How-To Hollywood: Surviving on Location, Reputation Intact
Advice from producers, filmmakers and crew — including why set flings are a red line: ‘I don’t want any HR drama’
Welcome back to How-To Hollywood, an ongoing series where I solve the great issues surrounding the most labyrinthine and treacherous of industries. Previous how-to’s include how to ask a favor, make a friend and go to lunch.
It’s time for another round of survival guides to navigating some of the most perilous corners of today’s entertainment industry. This week, in honor of the coming Academy Awards, we focus on the skills you need to get through the increasingly difficult film world. (You can read past installments of our How-To Hollywood here.)
Today, we look at a skill that will be necessary for just about anyone who works in the film world: How to survive on location.
If you’re making a film, chances are nearly certain that you’ll be making it somewhere else — shoot days in L.A. during Q3 of last year were down 37 percent over five-year averages, according to FilmLA — and it’s quite likely that that somewhere else will be very, very far away. Spending weeks or months living in a distant land, working long hours in a company of mostly strangers, can be exciting, but it also carries some very particular perils and pitfalls.
Here is my guide to how to survive life on location, with insights from producers, filmmakers and crew on food, fun, debauchery and relationships — both collegial and romantic (“In the past, you could have a fun location crush, but now…”).
Location shoots compress everything: workdays, emotions, temptations and consequences. Away from home, with per diems in hand and normal guardrails removed, even experienced professionals can find themselves making choices that feel harmless in the moment — and look very different once the lights come up and everyone goes home. Hollywood history is littered with examples (many of which I’ll mention below) with practical advice from working pros on how to come back, reputation and career intact:
I. This Is Your Home, Not a Bacchanal

Arriving on location is exciting. You’re far away from the rules and restrictions of home. If you’re lucky, you’re in Sardinia and not Shreveport, but in any event, it feels a lot like summer camp — with assistants to coordinate everything and a per diem!
Except for one thing — at summer camp, you’re not working 12-hour shooting days. You don’t have to remember your lines, your job, the million little details of every production. Your career is not on the line.
And you don’t have to do all that for weeks on end.
A couple of wild nights and you might not make it to the end of the first week. A week or more weeks of hard partying and they’ll be Medevac-ing you with a tube in your arm, as no matter how distinguished you are in your field, you’ve become no use to anyone.
Keep it together and take it slow. This is a job, not a vacation, and there’s a reason they are paying you to be here.
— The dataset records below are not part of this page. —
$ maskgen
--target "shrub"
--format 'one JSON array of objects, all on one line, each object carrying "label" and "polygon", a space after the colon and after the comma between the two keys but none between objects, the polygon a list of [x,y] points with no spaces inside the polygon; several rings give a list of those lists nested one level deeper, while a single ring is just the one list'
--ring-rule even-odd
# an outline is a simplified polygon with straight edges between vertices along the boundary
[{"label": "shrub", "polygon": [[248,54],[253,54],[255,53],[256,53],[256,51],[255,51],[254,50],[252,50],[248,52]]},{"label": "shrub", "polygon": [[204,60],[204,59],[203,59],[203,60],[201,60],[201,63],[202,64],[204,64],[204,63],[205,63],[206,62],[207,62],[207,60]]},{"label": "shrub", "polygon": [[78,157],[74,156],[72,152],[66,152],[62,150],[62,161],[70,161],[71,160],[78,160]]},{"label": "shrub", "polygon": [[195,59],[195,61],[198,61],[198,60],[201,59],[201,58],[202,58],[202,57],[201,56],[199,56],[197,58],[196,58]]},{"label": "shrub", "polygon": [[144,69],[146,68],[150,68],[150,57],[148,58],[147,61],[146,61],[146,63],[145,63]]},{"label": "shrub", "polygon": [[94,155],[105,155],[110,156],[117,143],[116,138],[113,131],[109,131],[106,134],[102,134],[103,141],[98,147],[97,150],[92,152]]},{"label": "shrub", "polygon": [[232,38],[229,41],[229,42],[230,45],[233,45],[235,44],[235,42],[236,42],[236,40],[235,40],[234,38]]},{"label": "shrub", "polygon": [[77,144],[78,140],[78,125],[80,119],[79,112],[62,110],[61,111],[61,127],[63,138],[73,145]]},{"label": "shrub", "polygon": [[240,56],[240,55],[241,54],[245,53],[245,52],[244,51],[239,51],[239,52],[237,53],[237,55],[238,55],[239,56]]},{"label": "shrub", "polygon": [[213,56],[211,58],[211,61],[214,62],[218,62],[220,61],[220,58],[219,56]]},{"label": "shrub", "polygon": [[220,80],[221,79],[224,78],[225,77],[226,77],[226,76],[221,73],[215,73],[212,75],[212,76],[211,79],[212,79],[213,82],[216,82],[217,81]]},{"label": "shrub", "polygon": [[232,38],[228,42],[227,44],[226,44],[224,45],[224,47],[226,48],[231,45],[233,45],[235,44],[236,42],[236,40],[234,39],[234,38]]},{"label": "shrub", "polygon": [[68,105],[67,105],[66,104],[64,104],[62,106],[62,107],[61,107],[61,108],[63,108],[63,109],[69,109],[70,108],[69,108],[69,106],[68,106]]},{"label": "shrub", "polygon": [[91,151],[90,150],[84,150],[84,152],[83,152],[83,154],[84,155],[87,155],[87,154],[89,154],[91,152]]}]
Life on location doesn’t just test your stamina — it tests your judgment. The impulse to let go and run amok is enormous, and there are cautionary tales of sets spun out of control dating back decades. “The way we made it was very much like the way the Americans were in Vietnam,” Francis Ford Coppola said after the Cannes Film Festival debut of Apocalypse Now in 1979. “We were in the jungle. There were too many of us. We had access to too much money, too much equipment, and, little by little, we went insane.”